The relationship between viewing or collecting images and committing hands-on abuse is a matter of continuing debate among some experts, and one that is critical to evaluating the risk an offender poses. Until recently, the prevailing view was that only a minority of people caught viewing such images, between 5 and 20 percent, also committed physical abuse.

That perception began to change in 2007, when a pair of psychologists at the Federal Bureau of Prisons reported that 85 percent of convicted online offenders acknowledged in therapy that they had raped or otherwise sexually abused children.

That finding circulated widely before the study was formally published, creating an uproar among therapists, researchers and law enforcement specialists. The prisons bureau balked at publishing it at all, and withdrew it from a peer-reviewed journal close to its release date.

Many cited concerns that the study sample was biased: It was based on the confessions of 155 convicts who had sought out therapy in prison, not on a representative sample of pedophiles, a much broader group with diverse habits.

“It was what we call a convenience sample — that was a legitimate criticism,” said Michael L. Bourke, a co-author of the study with Andres E. Hernandez, in a telephone interview. Dr. Bourke is now chief of the behavioral analysis unit of the United States Marshals.

Since then, several other studies have supported the prison finding, if not precisely the 85 percent number. In one, inspectors from an array of government agencies interviewed 127 online offenders shortly after their arrests. Less than 5 percent admitted to previously molesting at least one child.

When agents followed up with more in-depth, polygraph-assisted methods, another 53 percent admitted to hands-on offenses, for a total of nearly 60 percent.

“This was not a convenience sample; these were offenders, some of whom had downloaded just a single image, with no known history, from all over the country, interviewed by people from different agencies,” Dr. Bourke said. “They had zero incentive to admit to a previous offense — very much the opposite.”

The high rate of previous, hands-on offending undermines another common assumption about pedophiles. “We shouldn’t assume that viewing online images leads to abuse of a child victim in person,” said Joe Sullivan, a specialist in sex crimes against children in Ireland and Britain. “In my clinical experience, it’s the other way around. Most of these men have already committed hands-on offenses.”

From this point of view, downloading abuse images — and especially connecting with groups of like-minded pedophiles online — does not awaken latent desires. The desires are very much awake and, in many cases, have already been acted on. But the images and online communities can help erode inhibitions further, drawing pedophiles into more frequent or more aggressive acts, Dr. Bourke said.

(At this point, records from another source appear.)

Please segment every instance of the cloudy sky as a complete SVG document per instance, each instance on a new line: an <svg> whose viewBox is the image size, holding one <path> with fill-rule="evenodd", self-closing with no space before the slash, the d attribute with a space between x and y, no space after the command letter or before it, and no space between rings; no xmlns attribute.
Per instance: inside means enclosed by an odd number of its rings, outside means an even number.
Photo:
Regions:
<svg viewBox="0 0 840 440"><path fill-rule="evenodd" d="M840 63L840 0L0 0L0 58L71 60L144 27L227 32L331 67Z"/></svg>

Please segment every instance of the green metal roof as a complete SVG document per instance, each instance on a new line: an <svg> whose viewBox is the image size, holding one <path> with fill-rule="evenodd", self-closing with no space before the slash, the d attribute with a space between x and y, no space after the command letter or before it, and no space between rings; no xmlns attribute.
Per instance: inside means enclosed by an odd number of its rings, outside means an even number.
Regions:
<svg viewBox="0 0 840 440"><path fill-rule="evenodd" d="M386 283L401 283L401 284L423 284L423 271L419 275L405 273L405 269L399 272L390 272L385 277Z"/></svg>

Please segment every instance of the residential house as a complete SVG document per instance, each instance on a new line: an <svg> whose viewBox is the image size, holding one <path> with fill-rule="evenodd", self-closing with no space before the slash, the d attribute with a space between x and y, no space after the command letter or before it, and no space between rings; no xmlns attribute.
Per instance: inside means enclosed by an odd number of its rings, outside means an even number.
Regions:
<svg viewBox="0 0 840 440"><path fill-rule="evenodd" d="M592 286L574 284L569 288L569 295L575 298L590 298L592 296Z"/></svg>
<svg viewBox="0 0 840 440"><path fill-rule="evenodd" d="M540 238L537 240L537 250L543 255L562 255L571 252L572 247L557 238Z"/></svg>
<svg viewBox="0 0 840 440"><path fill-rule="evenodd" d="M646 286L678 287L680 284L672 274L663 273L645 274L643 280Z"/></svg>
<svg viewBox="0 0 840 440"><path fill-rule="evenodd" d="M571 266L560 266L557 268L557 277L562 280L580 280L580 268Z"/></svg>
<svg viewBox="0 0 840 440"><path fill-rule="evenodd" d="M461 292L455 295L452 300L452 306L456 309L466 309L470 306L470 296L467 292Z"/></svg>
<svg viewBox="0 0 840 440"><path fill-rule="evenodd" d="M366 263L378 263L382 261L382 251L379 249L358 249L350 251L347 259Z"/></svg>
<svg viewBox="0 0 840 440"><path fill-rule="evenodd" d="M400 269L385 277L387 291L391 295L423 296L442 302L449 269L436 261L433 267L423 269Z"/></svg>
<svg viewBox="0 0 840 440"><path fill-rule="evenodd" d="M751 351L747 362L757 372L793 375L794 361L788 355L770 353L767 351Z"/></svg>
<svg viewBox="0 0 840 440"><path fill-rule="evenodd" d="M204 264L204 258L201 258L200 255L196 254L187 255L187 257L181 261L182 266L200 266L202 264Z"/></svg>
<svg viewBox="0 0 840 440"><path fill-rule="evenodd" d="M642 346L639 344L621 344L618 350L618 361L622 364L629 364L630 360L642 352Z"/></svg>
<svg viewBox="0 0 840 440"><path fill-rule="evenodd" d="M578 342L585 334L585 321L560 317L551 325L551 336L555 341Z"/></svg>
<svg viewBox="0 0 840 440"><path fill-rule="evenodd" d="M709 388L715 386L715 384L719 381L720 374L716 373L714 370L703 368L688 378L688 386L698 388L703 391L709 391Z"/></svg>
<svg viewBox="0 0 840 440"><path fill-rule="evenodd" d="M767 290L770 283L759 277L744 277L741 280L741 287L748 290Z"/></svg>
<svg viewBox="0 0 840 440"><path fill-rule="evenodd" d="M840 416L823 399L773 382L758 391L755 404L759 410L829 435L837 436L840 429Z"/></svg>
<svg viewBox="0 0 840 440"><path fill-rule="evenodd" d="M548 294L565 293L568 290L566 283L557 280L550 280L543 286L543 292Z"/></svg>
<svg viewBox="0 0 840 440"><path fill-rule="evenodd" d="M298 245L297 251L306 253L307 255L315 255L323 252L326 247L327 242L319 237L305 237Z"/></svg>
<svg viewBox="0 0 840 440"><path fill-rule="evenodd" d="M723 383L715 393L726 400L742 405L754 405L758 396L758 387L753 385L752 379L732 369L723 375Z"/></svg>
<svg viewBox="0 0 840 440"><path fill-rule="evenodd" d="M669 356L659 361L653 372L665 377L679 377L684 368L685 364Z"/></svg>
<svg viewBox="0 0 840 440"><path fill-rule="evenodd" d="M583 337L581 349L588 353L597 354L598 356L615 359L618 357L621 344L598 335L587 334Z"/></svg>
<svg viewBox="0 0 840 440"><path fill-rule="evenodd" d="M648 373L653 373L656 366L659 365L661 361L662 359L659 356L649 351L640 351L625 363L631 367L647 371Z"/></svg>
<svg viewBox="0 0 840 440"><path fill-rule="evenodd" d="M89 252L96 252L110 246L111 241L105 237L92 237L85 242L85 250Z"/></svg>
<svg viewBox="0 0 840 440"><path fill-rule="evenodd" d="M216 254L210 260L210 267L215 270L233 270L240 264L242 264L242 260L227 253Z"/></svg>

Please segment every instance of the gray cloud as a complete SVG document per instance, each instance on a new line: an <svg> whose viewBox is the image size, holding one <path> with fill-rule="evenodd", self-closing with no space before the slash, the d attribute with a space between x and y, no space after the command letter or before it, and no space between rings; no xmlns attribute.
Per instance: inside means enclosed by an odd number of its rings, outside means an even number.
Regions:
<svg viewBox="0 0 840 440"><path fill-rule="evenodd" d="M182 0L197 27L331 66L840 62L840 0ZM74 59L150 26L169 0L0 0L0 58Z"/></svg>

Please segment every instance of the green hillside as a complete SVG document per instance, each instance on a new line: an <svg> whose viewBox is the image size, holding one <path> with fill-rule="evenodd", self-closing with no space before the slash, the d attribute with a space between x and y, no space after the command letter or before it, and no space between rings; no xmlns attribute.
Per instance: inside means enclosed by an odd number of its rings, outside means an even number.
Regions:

“What you see, in their search histories,” he said, “is that they learn how to evade law enforcement, they become more confident and they begin to use cognitive distortions to overcome their moral inhibitions.”

Some therapists and researchers say these findings from law enforcement threaten to unfairly tar people who never act on their desires. This group certainly exists — they’re sometimes called “virtuous pedophiles” — but in an era of increasing alarm over the proliferation of online abuse, they are going only further underground.

“That is a shame, a tragedy,” Dr. Cantor said. “That is the group we need to learn about. That’s the kind of person we’d like our clients to become, a person who’s aware of the urges and learns to effectively manage them.”

Learning to manage a drive as visceral, and often consuming, as sexual desire is possible, therapists say, but it cannot be shut off; nor can it be replaced, the way heroin can be swapped for methadone. Treatment can require drugs that reduce circulating testosterone and software that limits online browsing habits.

Often, therapy addresses substance abuse as well. Studies suggest that at least 40 percent of sex offenders were using drugs or alcohol when they committed their crimes.

“The important thing, I think, is that people know that treatment is possible,” Dr. Berlin said. “There’s a subgroup out there, they refer themselves here, and they are quite convinced that they do not want real-life sex with children.”